A l’avant-garde des ruines, Christophe Bregaint
A l’avant-garde des ruines, éd. du Pont de l’Europe, avril 2017, 66 pages, 10 €
Ecrivain(s): Christophe Bregaint
En forme d’exergue à son dernier recueil, Christophe Bregaint, comme pour annoncer sa démarche, reprend son titre en majuscules agressives écrites au feutre noir. « Aride » est, en effet, l’adjectif qu’il choisit pour incipit et qui aura pour écho le dernier mot du livre : « décousu ». Reste à apprendre en lisant celui-ci de quelles « ruines » il s’agit dans le mouvement d’un corps et d’une pensée en marche dès les premiers textes : « Ces évidences / Fuient / L’esprit / Pour / d’autres / Routes où / Se tiennent / Les entrailles / de l’obscurité / / Au garde- à-vous ». Alors suit, dans ce cheminement, hasardeux, la mise en place d’un champ lexical mortifère qui n’empêche pas la recherche d’une identité, voire d’une renaissance.
Le rythme des vers brefs mime parfaitement le cahotement de la route où l’on finit « Par émacier l’horizon ». Cette expression qui, comme d’autres, concrétise l’idée tout en provoquant la surprise est révélatrice de la sensibilité de l’auteur qui reprend à son compte à la fois la dure réalité de l’existence et le poids de la destinée humaine. Ainsi peut-on lire plus loin : « Tout le poids / Des ombres / / Au-dessus / De la fosse / Aux croyances ».
Aucune partie ne divise le texte car il ne s’agit pas d’interrompre sa lecture comme le marcheur son voyage « A la rencontre / De l’avant-garde / Des ruines ». Celui-ci avance en « fantôme » et sans racines dans un espace déséquilibré et s’il y a un espoir, il ne peut qu’être fou.
Le pessimisme s’exprime dans un crescendo que ne consolent ni « Un vol d’oiseaux » ni « Le parfum singulier / D’un demain » car il y a encore « Cette lumière noire », reflet des paradoxes de la vie, dans le doute et l’attente anxieuse. Chaque pas correspond en effet à une fuite obscure et lutte, en un nécessaire mouvement, avec la haine et la double question troublante du lieu et du non-lieu.

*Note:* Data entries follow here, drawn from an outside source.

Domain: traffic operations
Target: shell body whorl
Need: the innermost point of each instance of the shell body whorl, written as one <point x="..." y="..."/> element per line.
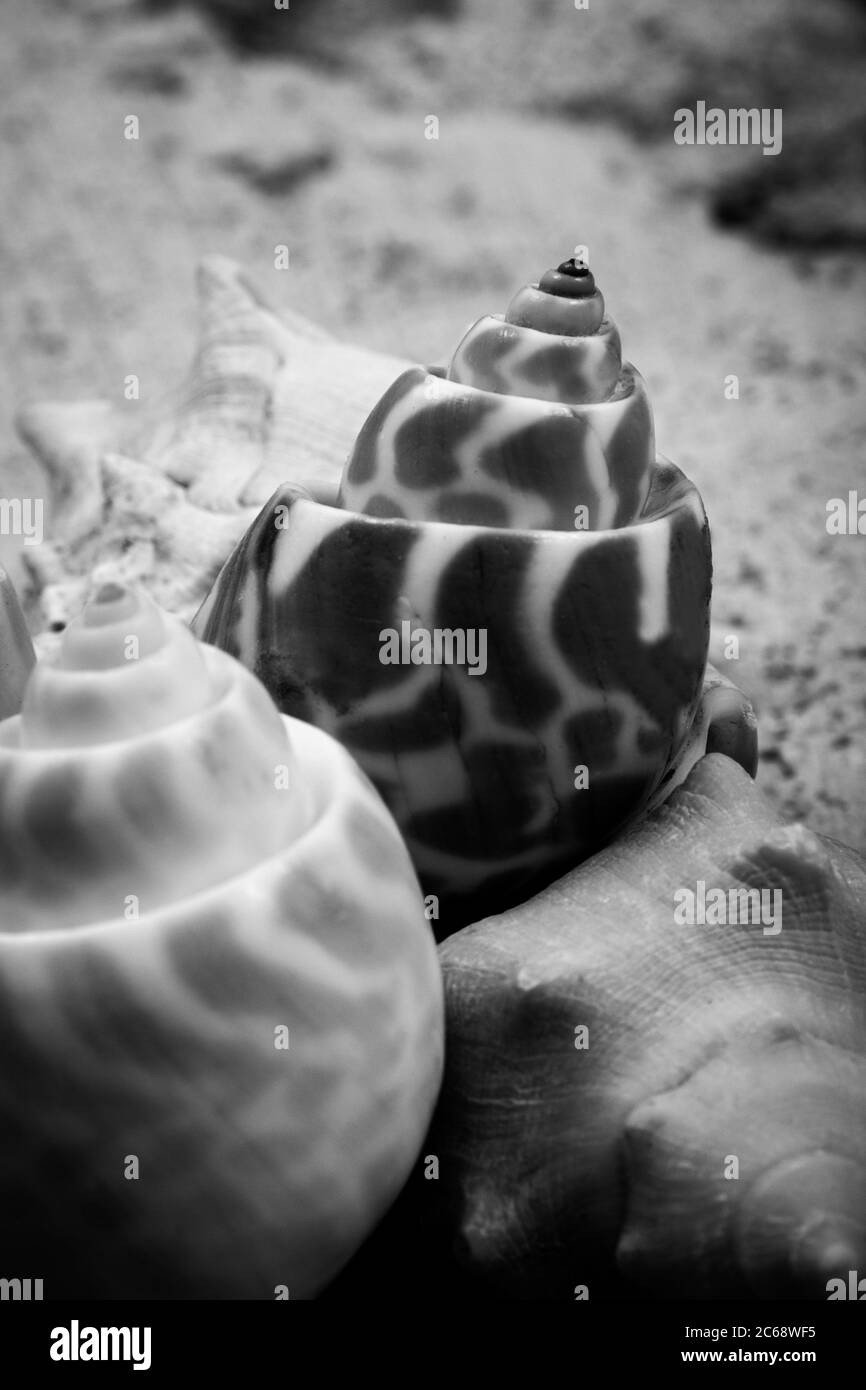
<point x="170" y="902"/>
<point x="515" y="502"/>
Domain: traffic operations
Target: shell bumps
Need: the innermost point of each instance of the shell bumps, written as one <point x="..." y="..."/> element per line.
<point x="645" y="1105"/>
<point x="224" y="1054"/>
<point x="505" y="617"/>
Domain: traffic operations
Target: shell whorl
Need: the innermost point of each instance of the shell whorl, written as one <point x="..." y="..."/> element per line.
<point x="535" y="417"/>
<point x="142" y="763"/>
<point x="273" y="897"/>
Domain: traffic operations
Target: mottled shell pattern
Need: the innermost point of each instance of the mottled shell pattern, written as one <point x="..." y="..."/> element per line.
<point x="510" y="509"/>
<point x="167" y="906"/>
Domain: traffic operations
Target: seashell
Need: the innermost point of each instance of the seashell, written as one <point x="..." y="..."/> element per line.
<point x="160" y="506"/>
<point x="456" y="523"/>
<point x="221" y="1055"/>
<point x="17" y="653"/>
<point x="649" y="1108"/>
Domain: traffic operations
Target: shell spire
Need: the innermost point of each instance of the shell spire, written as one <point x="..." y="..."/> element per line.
<point x="214" y="963"/>
<point x="118" y="723"/>
<point x="506" y="615"/>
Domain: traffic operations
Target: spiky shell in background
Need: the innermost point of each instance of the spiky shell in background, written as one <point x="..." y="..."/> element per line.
<point x="161" y="505"/>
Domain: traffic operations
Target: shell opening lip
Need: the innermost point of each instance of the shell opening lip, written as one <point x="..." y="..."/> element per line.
<point x="654" y="510"/>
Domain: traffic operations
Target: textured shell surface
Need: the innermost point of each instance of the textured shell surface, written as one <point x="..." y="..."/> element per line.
<point x="510" y="508"/>
<point x="188" y="984"/>
<point x="638" y="1101"/>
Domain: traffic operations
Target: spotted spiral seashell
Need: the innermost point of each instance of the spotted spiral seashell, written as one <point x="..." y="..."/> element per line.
<point x="216" y="979"/>
<point x="506" y="615"/>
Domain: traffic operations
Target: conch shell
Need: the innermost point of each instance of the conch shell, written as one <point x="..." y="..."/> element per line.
<point x="640" y="1102"/>
<point x="218" y="997"/>
<point x="506" y="616"/>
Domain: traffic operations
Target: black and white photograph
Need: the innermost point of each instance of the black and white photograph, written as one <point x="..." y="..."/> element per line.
<point x="433" y="670"/>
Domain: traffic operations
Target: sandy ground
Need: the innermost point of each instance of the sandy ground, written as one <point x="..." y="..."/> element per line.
<point x="548" y="135"/>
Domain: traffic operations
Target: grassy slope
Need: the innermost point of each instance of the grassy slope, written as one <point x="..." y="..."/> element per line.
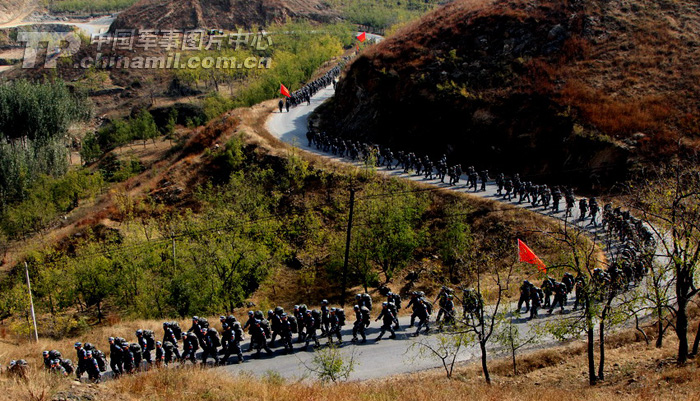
<point x="634" y="371"/>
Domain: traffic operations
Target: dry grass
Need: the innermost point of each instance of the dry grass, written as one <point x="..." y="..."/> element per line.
<point x="634" y="371"/>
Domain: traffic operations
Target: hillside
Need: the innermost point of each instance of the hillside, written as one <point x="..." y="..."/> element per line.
<point x="219" y="14"/>
<point x="11" y="10"/>
<point x="576" y="92"/>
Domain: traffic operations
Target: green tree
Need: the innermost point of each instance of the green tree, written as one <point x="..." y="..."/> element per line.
<point x="90" y="149"/>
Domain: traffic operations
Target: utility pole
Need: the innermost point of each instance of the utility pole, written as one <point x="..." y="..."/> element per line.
<point x="31" y="301"/>
<point x="173" y="237"/>
<point x="347" y="248"/>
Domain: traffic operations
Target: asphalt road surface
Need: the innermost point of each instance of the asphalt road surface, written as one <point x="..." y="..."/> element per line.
<point x="390" y="356"/>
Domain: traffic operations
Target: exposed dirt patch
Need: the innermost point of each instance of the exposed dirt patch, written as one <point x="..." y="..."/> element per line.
<point x="571" y="92"/>
<point x="218" y="14"/>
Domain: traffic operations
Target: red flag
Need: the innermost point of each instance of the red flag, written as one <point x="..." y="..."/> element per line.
<point x="284" y="90"/>
<point x="527" y="256"/>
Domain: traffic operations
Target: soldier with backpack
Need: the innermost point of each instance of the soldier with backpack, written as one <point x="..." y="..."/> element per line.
<point x="275" y="322"/>
<point x="56" y="368"/>
<point x="299" y="313"/>
<point x="82" y="360"/>
<point x="441" y="298"/>
<point x="559" y="296"/>
<point x="146" y="340"/>
<point x="234" y="334"/>
<point x="92" y="368"/>
<point x="525" y="295"/>
<point x="115" y="356"/>
<point x="536" y="295"/>
<point x="359" y="325"/>
<point x="286" y="334"/>
<point x="336" y="319"/>
<point x="137" y="352"/>
<point x="422" y="311"/>
<point x="258" y="338"/>
<point x="127" y="358"/>
<point x="190" y="345"/>
<point x="394" y="310"/>
<point x="325" y="317"/>
<point x="311" y="321"/>
<point x="160" y="354"/>
<point x="387" y="321"/>
<point x="211" y="345"/>
<point x="366" y="301"/>
<point x="47" y="361"/>
<point x="169" y="348"/>
<point x="196" y="328"/>
<point x="169" y="337"/>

Des mot isolés claquent dans l’urgence d’un désir d’espoir : « Ivresse », « Eternité », et interrompent des prises à bras-le-corps avec la machine qui broie ou « Avec la grande / Morbide ». Mais suffiront-ils à réduire, voire à effacer l’expression de la précarité des choses et de la violence du monde quand « L’inconnu » menace encore ? Une rhétorique du questionnement s’était déjà mise en place dans le recueil Route de nuit où le poète formulait cette belle et émouvante interrogation : « Retrouverons-nous le chant d’un possible ? ».
A la fin du livre, l’écriture se trouve inhibée par le constat d’une terre hostile et jumelle de l’enfer : « Tes paroles / S’enrayent /jusqu’à assourdir / Les archives / Du verbe » quand l’affirmation oxymorique du fait que le chaos est « fertile » semble fermer une porte à la peur.
Mais les dernières pages contredisent cette impression et réaffirment douloureusement cette poétique de l’absurde finitude propre au texte : « Vos vies / seront Toujours / Colonisées par / La mort ».
Il reste à souhaiter pour le lecteur de Christophe Bregaint que son prochain opus mène sur un chemin aussi bien décrit mais peut-être moins abrupt.